Monday, September 23, 2013

ARC Book Review: Freakboy by Kristin Elizabeth Clark

Title: Freakboy
Author: Kristin Elizabeth Clark
Publisher: Macmillin
Release Date: October 22, 2013
Rating: 4/5

Cover Impressions: 
I like the strange breaking of the silouette on this cover but it doesn't give much information about the subject matter.  I would love to see something with a little more powerful imagery to represent the powerful story.

The Gist:
Freakboy is written in verse and tells the story of a seemingly all American teen boy who is struggling with gender issues.  Through the narratives of Brendan, his girlfriend, Vanessa and his friend, Angel we get a special insight into the struggles of transgender teens and those people that love them through it all.


I will admit, this is my first time reading a book in verse.  It had seemed a little gimmicky to me in the past and, even in Freakboy, the writing style takes some getting used to.  Some of my issues may have come from the fact that the advance ebook that I received was either a) pretty poorly formatted or b) just didn't get along with my Sony Reader.  Once I had pushed through 20 or 30 pages, however, I did start to understand the appeal of this type of writing and even highlighted a few passages that made me stop and think.  It is clear that Clark chose each word carefully and really got a feel for how they would fit together.  I did dislike some particular elements, like the word art, which didn't quite format on my reader, but they can easily be overlooked.

I think the author made a fantastic choice in following three characters and choosing those characters to represent several individuals who are affected by transgender issues.  We have Brendan, the questioning teen, Vanessa, the devoted girlfriend and Angel, the teen support worker who has been there.  I was particularly fond of Angel.  She ha been through the absolute worst that life could possibly throw at her and had emerged on the other side with an intact sense of self and a strong support group.  I was very happy to see this perspective and I hope that her message of "paying it forward" will be inspiring to young readers.  I also really liked the relationship between Brendan and Vanessa.  Vanessa was so devoted to him, in a way that was clearly unhealthy, and which she realized by the end, and he was just so completely and utterly lost.  There were several moments during Vanessa's passages where I wanted to shake her and several during Brendan's where I was left thinking "Yes! I am so glad that the author put this struggle in the book!"  There were also characters that I absolutely loathed, but that were all too realistic in a world where cruelty is at least, tolerated, or at worst, celebrated.  Characters like the wrestling coach remind us why the kind people in this world must be extra kind because the mean people in this world are particularly heinous.

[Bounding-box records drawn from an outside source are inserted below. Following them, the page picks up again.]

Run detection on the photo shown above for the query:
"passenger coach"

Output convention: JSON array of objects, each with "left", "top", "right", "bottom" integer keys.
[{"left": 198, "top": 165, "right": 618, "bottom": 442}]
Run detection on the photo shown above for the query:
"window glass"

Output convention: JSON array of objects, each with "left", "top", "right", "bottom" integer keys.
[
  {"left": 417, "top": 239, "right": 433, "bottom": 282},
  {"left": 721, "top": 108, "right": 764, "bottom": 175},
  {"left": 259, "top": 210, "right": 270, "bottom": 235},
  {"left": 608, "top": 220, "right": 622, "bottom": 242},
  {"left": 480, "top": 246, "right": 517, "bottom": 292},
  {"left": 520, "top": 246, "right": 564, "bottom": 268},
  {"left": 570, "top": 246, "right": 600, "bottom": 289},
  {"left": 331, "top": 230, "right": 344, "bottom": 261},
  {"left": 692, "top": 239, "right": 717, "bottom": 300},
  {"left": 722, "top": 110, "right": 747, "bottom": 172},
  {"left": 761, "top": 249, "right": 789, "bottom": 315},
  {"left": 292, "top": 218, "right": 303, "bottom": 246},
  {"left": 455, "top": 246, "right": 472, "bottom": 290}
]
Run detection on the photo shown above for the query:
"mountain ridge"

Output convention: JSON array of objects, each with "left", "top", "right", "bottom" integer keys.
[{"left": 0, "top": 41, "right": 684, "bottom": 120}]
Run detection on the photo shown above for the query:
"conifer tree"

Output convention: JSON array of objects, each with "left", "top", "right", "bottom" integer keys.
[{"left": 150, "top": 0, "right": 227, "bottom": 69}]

Clark clearly knows her subject matter and is able to write about teenagers in a way that is realistic and respectful.  I love that in Freakboy there is no tidy ending.  There is hope, but there is no perfect solution.  It is clear that these characters, like real teens with these issues, will continue to struggle and to grow, but that they have a chance at a happy life, with people who love them.

I had my doubts about a book written in verse, but Freakboy won me over.

Teaching/Parental Notes:

15 and up
Gender: Both
Sex: Kissing, Sex between teenagers, Some vulgar talk of sexual activities
Violence: Beatings,
Inappropriate Language: Tits, Bitch, Fag, Ass, Pussy, Piss, Dyke, Dick,
Substance Use/Abuse: Underage Drinking
Other Issues: Prostitution

Favorite Lines:

"Pinning girl thoughts to the mat and gaining control of my brain."

"Do I want to do her, or do I want to be her."

"I wanted to beg her for more words but was scared they'd hurt."